Re: Regexp: \m and [^[:alnum:]_] are not equivalent
- From: "Francois Vogel" <fsvogelnew5NOSPAM@xxxxxxx>
- Date: Thu, 8 Sep 2005 02:16:01 +0200
>> 3. a "word" boundary is a location where on one side you have any
and on the other side
>> you have a character included in set A
>
> I don't believe you. According to your example, words may not begin
> or end at the boundary of the string (no "character not in set A" at
> the boundary), so your example contains *zero* words, by rule 3.
I don't understand why you don't believe me. "Words" may begin at the
beginning or end of a string.
I said:
>> character not in set A (or string start/stop),
Therefore my example sounds correct to me: it contains three of my "words".

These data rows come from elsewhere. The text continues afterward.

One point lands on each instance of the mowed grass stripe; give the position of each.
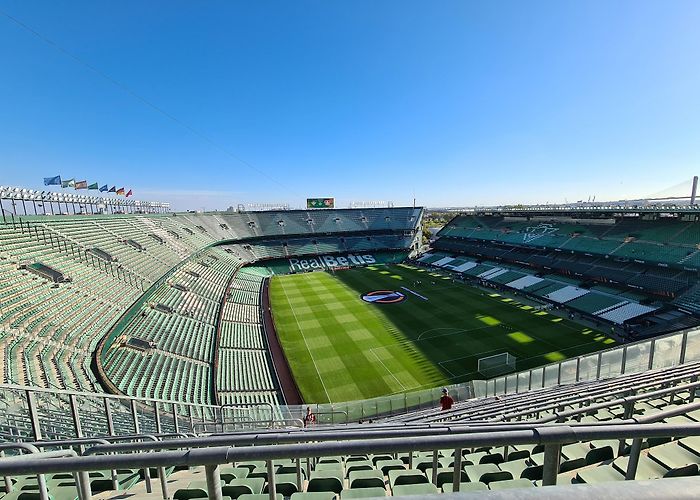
(340, 347)
(364, 350)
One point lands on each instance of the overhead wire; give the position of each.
(140, 98)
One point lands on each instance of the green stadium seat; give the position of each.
(357, 465)
(237, 487)
(406, 476)
(259, 496)
(388, 465)
(366, 479)
(325, 480)
(363, 493)
(415, 489)
(510, 484)
(465, 487)
(286, 484)
(445, 475)
(674, 456)
(313, 495)
(475, 472)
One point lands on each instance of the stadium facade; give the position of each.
(147, 338)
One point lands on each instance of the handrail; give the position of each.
(81, 478)
(580, 394)
(620, 401)
(552, 437)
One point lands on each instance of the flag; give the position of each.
(52, 181)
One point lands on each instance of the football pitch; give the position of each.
(341, 348)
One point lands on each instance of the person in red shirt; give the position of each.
(446, 401)
(309, 418)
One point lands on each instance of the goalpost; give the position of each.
(496, 365)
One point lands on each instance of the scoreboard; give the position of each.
(320, 202)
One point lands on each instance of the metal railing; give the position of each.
(661, 352)
(32, 413)
(213, 451)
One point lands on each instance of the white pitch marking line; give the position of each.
(403, 388)
(307, 344)
(454, 331)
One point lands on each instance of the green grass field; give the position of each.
(341, 348)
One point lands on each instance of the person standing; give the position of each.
(309, 418)
(446, 401)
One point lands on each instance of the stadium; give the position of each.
(229, 325)
(328, 250)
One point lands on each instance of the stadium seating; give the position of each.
(50, 330)
(525, 424)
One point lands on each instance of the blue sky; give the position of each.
(461, 102)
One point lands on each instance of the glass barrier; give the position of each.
(669, 350)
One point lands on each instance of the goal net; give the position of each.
(496, 365)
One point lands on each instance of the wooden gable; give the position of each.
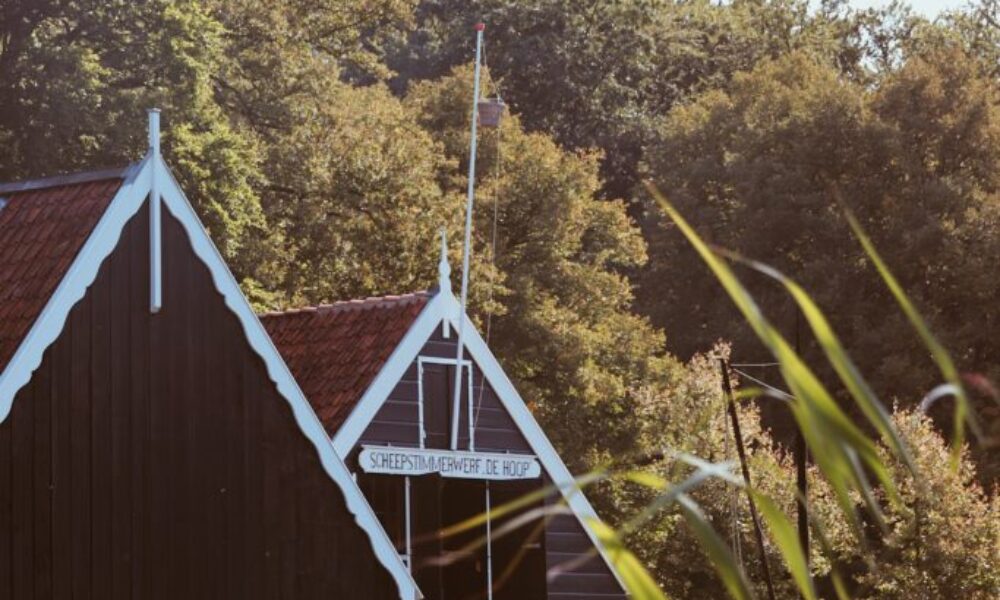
(161, 452)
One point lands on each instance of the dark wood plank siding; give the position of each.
(397, 422)
(565, 540)
(569, 579)
(152, 457)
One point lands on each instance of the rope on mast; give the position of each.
(466, 250)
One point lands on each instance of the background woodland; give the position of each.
(325, 142)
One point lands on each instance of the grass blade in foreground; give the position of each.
(941, 357)
(835, 441)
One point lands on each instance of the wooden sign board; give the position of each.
(461, 464)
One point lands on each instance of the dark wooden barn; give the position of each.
(153, 444)
(380, 374)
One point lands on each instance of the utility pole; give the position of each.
(727, 389)
(801, 482)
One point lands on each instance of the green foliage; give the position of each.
(76, 80)
(917, 157)
(595, 74)
(566, 331)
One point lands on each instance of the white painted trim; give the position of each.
(84, 269)
(489, 544)
(305, 417)
(81, 273)
(444, 307)
(155, 222)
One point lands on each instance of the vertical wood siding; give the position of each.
(150, 457)
(396, 423)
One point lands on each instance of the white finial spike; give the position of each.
(155, 231)
(154, 131)
(444, 269)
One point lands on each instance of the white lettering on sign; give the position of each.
(448, 463)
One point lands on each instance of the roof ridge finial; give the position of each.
(154, 131)
(444, 269)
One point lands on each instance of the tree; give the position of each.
(76, 79)
(597, 74)
(916, 158)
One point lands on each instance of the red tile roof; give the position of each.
(335, 351)
(43, 225)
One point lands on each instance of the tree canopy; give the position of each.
(324, 144)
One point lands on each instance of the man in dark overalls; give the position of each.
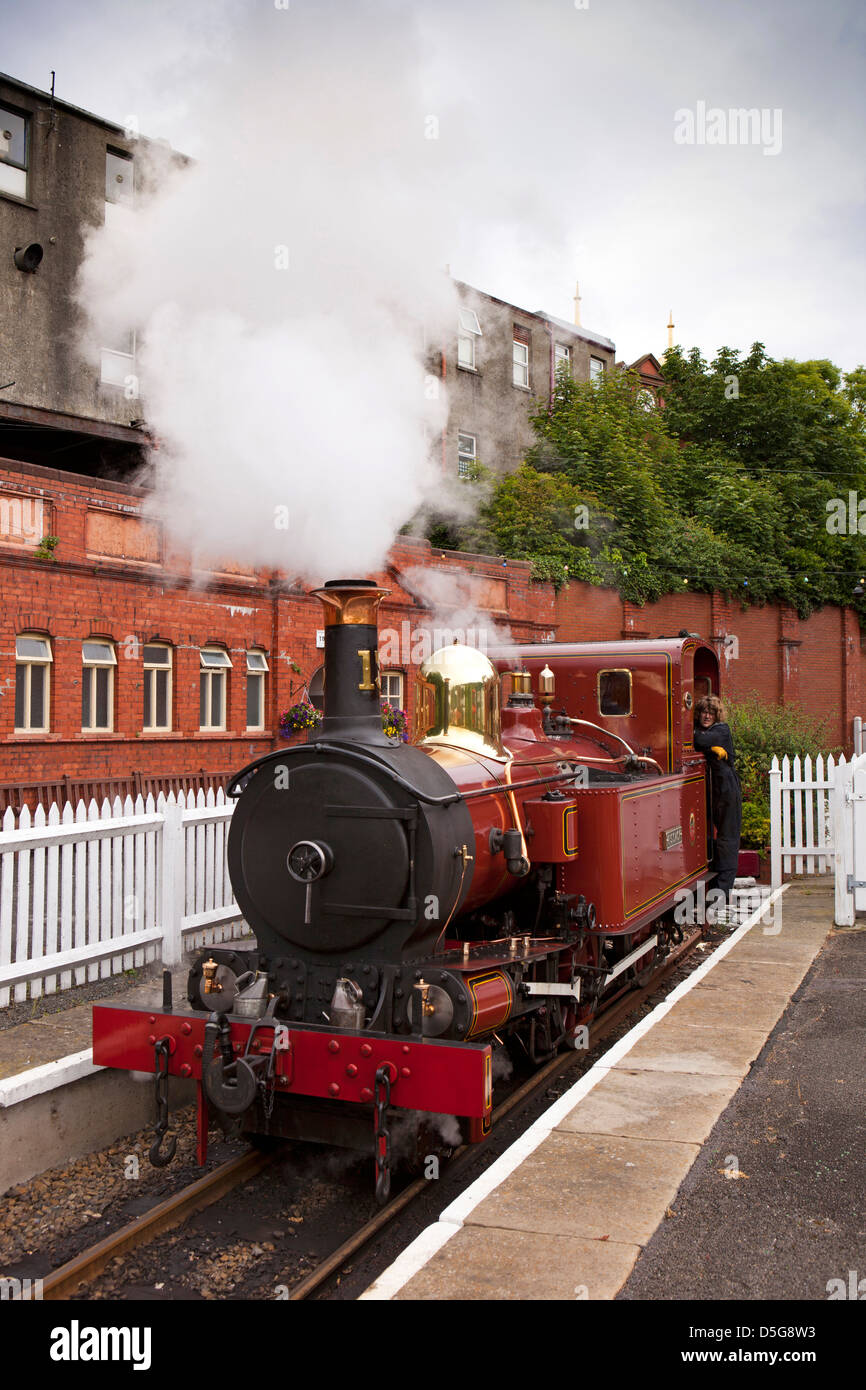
(713, 737)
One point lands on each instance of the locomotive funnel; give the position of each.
(352, 673)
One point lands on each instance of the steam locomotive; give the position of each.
(416, 905)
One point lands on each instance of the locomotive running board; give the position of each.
(633, 955)
(551, 987)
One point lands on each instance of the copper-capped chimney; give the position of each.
(352, 708)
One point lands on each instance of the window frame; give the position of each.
(394, 673)
(260, 676)
(27, 117)
(615, 670)
(517, 364)
(125, 362)
(25, 663)
(150, 672)
(127, 159)
(89, 683)
(466, 338)
(463, 458)
(213, 674)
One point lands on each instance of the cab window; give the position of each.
(615, 692)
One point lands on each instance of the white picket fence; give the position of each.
(89, 891)
(802, 798)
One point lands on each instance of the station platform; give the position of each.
(712, 1153)
(54, 1104)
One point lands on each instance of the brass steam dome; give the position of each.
(458, 701)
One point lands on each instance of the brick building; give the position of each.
(121, 665)
(61, 171)
(769, 652)
(505, 359)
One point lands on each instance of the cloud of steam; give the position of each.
(292, 406)
(458, 605)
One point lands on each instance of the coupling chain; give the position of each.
(161, 1051)
(382, 1134)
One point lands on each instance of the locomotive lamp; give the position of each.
(521, 688)
(546, 685)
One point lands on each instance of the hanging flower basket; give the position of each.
(299, 719)
(395, 722)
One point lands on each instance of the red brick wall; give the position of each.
(770, 652)
(79, 594)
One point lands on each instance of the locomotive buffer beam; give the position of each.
(633, 955)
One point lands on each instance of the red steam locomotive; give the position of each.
(416, 904)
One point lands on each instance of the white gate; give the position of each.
(801, 815)
(850, 836)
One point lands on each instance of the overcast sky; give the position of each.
(560, 124)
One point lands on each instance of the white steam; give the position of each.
(459, 605)
(287, 289)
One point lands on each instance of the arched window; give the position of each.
(97, 685)
(157, 688)
(211, 687)
(256, 672)
(32, 680)
(316, 690)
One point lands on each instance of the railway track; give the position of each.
(85, 1268)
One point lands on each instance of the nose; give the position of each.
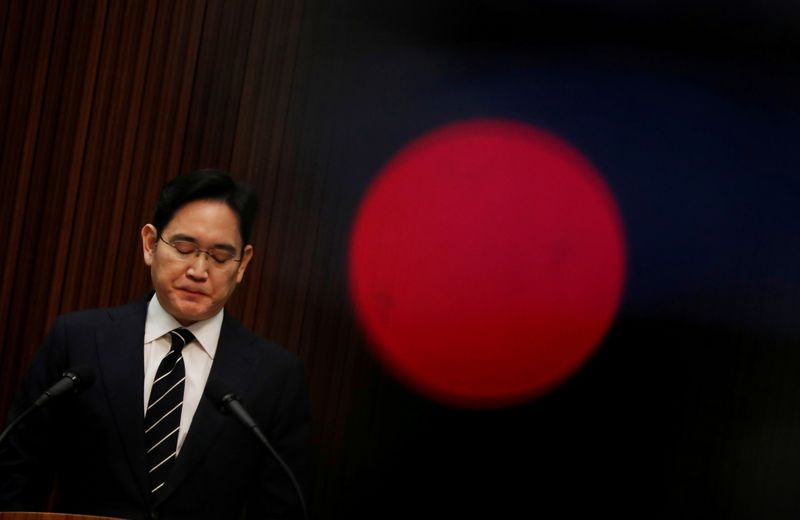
(198, 266)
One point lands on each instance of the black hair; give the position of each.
(207, 185)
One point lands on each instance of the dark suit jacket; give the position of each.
(94, 442)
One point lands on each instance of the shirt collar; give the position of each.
(159, 322)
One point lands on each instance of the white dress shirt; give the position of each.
(197, 357)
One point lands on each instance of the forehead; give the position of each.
(210, 221)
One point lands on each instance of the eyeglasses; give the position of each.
(188, 250)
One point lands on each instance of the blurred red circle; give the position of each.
(487, 261)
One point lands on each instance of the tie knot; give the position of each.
(181, 338)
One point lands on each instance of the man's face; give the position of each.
(195, 287)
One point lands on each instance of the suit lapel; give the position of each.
(120, 355)
(233, 364)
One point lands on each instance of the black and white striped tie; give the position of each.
(163, 417)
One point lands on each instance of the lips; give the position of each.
(191, 292)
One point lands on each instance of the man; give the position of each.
(142, 441)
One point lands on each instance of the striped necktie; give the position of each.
(163, 416)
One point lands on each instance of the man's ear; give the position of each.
(247, 255)
(149, 239)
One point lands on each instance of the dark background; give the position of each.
(690, 110)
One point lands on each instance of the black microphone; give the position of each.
(228, 403)
(77, 379)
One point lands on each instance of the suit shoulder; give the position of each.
(94, 317)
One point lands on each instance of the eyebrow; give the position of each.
(189, 238)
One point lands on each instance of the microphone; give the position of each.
(77, 379)
(228, 403)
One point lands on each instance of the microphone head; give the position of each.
(219, 394)
(81, 375)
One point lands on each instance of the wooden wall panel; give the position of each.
(100, 103)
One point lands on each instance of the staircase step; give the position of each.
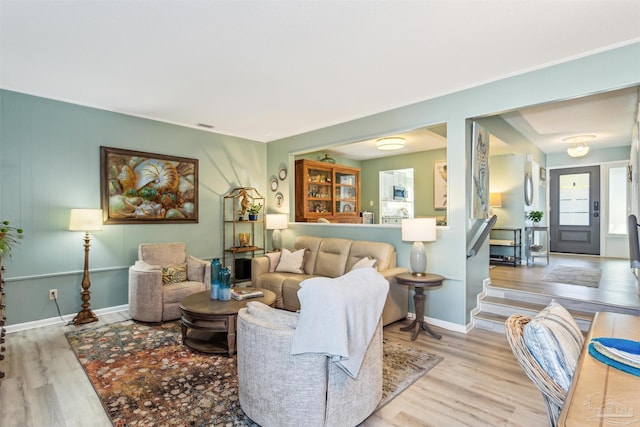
(504, 306)
(571, 304)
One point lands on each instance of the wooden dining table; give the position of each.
(601, 395)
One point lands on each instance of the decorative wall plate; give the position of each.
(279, 200)
(282, 174)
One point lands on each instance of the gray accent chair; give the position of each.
(279, 389)
(152, 301)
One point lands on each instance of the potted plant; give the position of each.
(535, 216)
(253, 211)
(8, 236)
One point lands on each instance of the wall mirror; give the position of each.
(422, 150)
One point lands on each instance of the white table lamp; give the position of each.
(85, 220)
(277, 222)
(418, 230)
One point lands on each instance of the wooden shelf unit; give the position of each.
(326, 190)
(232, 225)
(535, 250)
(505, 251)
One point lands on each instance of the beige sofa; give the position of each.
(333, 257)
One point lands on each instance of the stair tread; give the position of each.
(582, 315)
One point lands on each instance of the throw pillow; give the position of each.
(555, 340)
(174, 274)
(364, 263)
(279, 319)
(274, 258)
(291, 262)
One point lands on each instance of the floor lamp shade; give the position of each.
(277, 222)
(85, 220)
(418, 230)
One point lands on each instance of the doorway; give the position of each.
(574, 210)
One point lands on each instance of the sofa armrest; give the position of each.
(198, 271)
(397, 304)
(390, 273)
(145, 294)
(259, 266)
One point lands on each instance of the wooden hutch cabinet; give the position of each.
(325, 190)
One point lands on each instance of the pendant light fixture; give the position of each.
(390, 143)
(579, 146)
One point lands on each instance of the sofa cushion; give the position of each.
(383, 252)
(311, 245)
(331, 260)
(554, 339)
(174, 274)
(365, 262)
(291, 262)
(163, 253)
(284, 319)
(274, 259)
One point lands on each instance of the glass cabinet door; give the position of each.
(346, 192)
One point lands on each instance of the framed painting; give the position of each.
(480, 172)
(138, 187)
(440, 185)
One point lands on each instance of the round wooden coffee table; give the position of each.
(205, 323)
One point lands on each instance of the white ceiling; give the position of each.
(265, 70)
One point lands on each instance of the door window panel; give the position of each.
(618, 200)
(574, 199)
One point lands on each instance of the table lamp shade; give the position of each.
(85, 220)
(277, 221)
(418, 230)
(495, 200)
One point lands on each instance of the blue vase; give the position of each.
(224, 277)
(216, 265)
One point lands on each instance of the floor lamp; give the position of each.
(85, 220)
(418, 230)
(277, 222)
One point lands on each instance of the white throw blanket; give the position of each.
(339, 316)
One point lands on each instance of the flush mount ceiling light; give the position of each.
(579, 146)
(391, 143)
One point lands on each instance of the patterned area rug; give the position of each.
(144, 376)
(569, 275)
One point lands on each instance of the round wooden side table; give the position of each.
(209, 325)
(419, 283)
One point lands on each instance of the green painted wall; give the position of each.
(457, 298)
(50, 163)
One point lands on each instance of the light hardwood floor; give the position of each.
(478, 383)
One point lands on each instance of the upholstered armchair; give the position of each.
(279, 389)
(161, 278)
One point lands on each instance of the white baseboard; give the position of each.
(443, 324)
(57, 321)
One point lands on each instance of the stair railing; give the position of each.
(482, 237)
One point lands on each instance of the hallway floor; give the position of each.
(618, 285)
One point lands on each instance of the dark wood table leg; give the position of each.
(231, 335)
(183, 327)
(419, 322)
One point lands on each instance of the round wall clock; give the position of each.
(282, 174)
(279, 200)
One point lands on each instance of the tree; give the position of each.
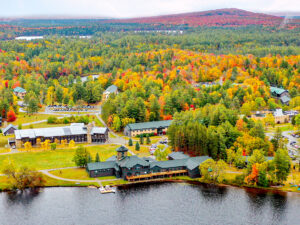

But this isn't of big importance I think. As I said, the text in which I
want to search is placed in a text widget. Beginning or end of the part of
the text in which I search is given by the start and stop index of the .t
search command. If my problem is solved for all the cases but the start and
stop, it will be a great step forward. I would look at such cases
afterwards.
> Which indicates you have not thought clearly about your problem,
> rather than merely not describing it clearly.
This is however still possible. I tried to explain my mind as clearly as I
could but might have failed.
Another way of describing my problem to you is to say that I want to mimic
certain wordprocessors "Match whole word" search option (e.g. MS Word offers
such an option).
>> 4. a "word" can be composed of any number of characters
>> 5. the characters in a "word" can appear in any order, at any position
>> inside the "word", and any number of times
>
> Which is an entirely different problem from what you asked before with
> "%foo" versus "bar%foo".
Correct.
> Why are you still using \m after the previous discussion?
I gave my \m example (that partially worked) in order you understand the
history of why I'm looking for something else.
> You had
> an explicit set of characters before. Now you say a word can contain
> *ANY* character, so you have lost the dichotomy between word-characters
> and non-word characters, and searching whole words doesn't make sense.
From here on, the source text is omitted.